Mukhlis Paeni, narasumber dalam film ini mengatakan, Karaeng Pattingalloang adalah sosok pemimpin yang memiliki kesadaran multikulutral. Hal yang ia hidupi melalui proses belajar, menyikapi realitas beragamanya suku dan etnik di Makassar pada zamannya, yang menjadi kota pelabuhan internasional.

Dari situasi itu melalui proses belajar, baik dari keluarganya, maupun dari upayanya sendiri, yang dibuktikan dengan koleksi 15 ribu buku dan menguasai delapan bahasa asing, Karaeng Pattingalloang sampai pada kesadaran multikultural, yakni memandang bahwa 'semua orang yang berbeda-beda  pada dasarnya memiliki hak yang sama.'

"Misalnya bagaimana ia menentang permintaan Belanda agar hanya mereka yang boleh berdagang di Sulawesi. Ia saat itu menyadari pentingnya kebebasan, melawan arogansi kolonial dan menyatakan, orang yang berjuang mengarungi lautan, memiliki hak yang sama," Mukhlis, yang kini menjabat Ketua Lembaga Sensor Film (LSF).

Ia menjelaskan, untuk konteks saat ini, menghidupi kesadaran multikultural ini adalah pekerjaan yang belum selesai. "Itu masih jauh, sangat jauh. Karena itu peran pendidik, termasuk guru-guru PAUD, sangatlah penting," tandas Mukhlis.

Belajar dari warisan tradisi, jelas dia, adalah salah satu pilihan. Pemahanan tentang multikulturalisme seperti itu pada dasarnya sudah ada di abad ke-17 di negeri ini.
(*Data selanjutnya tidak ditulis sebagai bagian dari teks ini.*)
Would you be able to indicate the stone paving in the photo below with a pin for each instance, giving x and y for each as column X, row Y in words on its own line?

Hanya saja lama kelamaan dilupakan.

Sementara itu, Pudentia MPSS, dosen Universitas Indonesia, yang juga Ketua Asosiasi Tradisi Lisan menambahkan, Karaeng Pattingaloang hanyalah salah satu contoh dari tokoh-tokoh di masa lalu, yang mewariskan nilai-nilai yang dibutuhkan saat ini.
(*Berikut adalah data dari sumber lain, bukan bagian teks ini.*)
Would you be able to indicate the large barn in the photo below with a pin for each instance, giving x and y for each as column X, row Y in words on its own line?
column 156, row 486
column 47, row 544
"Kita ini sangat kaya dari segi warisan kultur, hanya saja upaya mengarusutamakan itu dalam pendidikan masih belum menjadi pilihan," tukasnya.

Padahal di level internasional seperti di UNESCO (The United Nations Educational, Scientific and Cultural Organisation) misalnya, Indonesia diakui sebagai negara dengan warisan kultur yang tidak tertandingi.

"Melalui kegiatan ini, semoga upaya kita untuk belajar dari kekayaan itu, yang perlu diteruskan kepada generasi penerus, termasuk PAUD, diharapkan bisa mendukung tercapainya harapan pemerintah, untuk membentuk manusia yang berkarakter dan berbudaya Indonesia," imbuh Pudentia. (RO/OL-2)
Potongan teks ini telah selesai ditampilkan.